Técnico afirma que sequência de jogos tem prejudicado elenco alviverde e destaca superioridade do time na segunda etapa
Foto: Reprodução/TV PalmeirasO técnico Abel Ferreira voltou a demonstrar preocupação com a sequência de jogos e o número de lesões no elenco do Palmeiras após o empate em 1 a 1 diante do Cruzeiro, pelo Campeonato Brasileiro. Em entrevista coletiva na Arena Barueri, o treinador lamentou os problemas físicos enfrentados pelo setor ofensivo e afirmou que o calendário do futebol brasileiro continua sendo prejudicial aos atletas.
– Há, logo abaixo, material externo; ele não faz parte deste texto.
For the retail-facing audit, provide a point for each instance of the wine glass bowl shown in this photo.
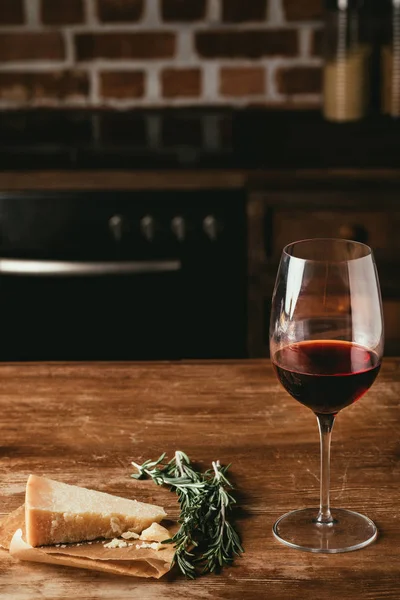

Durante a partida, o Palmeiras perdeu dois jogadores de ataque ainda no primeiro tempo por lesão. Abel destacou que o elenco já sofre com ausências importantes, como a de Vitor Roque, e ironizou a situação ao dizer que também está “lesionado na panturrilha” e não poderia ajudar em campo.
“O futebol brasileiro é assim e vai continuar a ser. São muitos jogos seguidos, pouco tempo de recuperação, viagens e gramados pesados. Se ninguém cuidar disso, as lesões vão continuar acontecendo”, afirmou.
O treinador também citou a situação física de jogadores como Paulinho e Andreas Pereira, explicando que o clube trabalha com cautela para evitar novos problemas musculares. Segundo Abel, o atacante ainda não está em sua melhor condição física após longo período sem sequência de jogos.
Apesar do resultado em casa, Abel avaliou positivamente o desempenho do Palmeiras, principalmente na segunda etapa. O português afirmou que a equipe criou oportunidades suficientes para vencer a partida, mas pecou na finalização.
“Fizemos um bom jogo e tivemos chances claras com Artur, Gómez, Arias e Andreas. Infelizmente, não fomos eficazes nas oportunidades que criamos”, analisou.
O treinador também elogiou o trabalho de Artur Jorge no Cruzeiro e afirmou que o adversário possui um elenco do mesmo nível do Palmeiras. Para Abel, o time mineiro tem condições de disputar o título brasileiro até o fim da temporada.
Além das críticas ao calendário, Abel voltou a cobrar participação maior dos clubes e da CBF na organização das datas do futebol nacional. Segundo ele, a intensidade exigida atualmente não é compatível com o tempo de recuperação oferecido aos jogadores ao longo da temporada.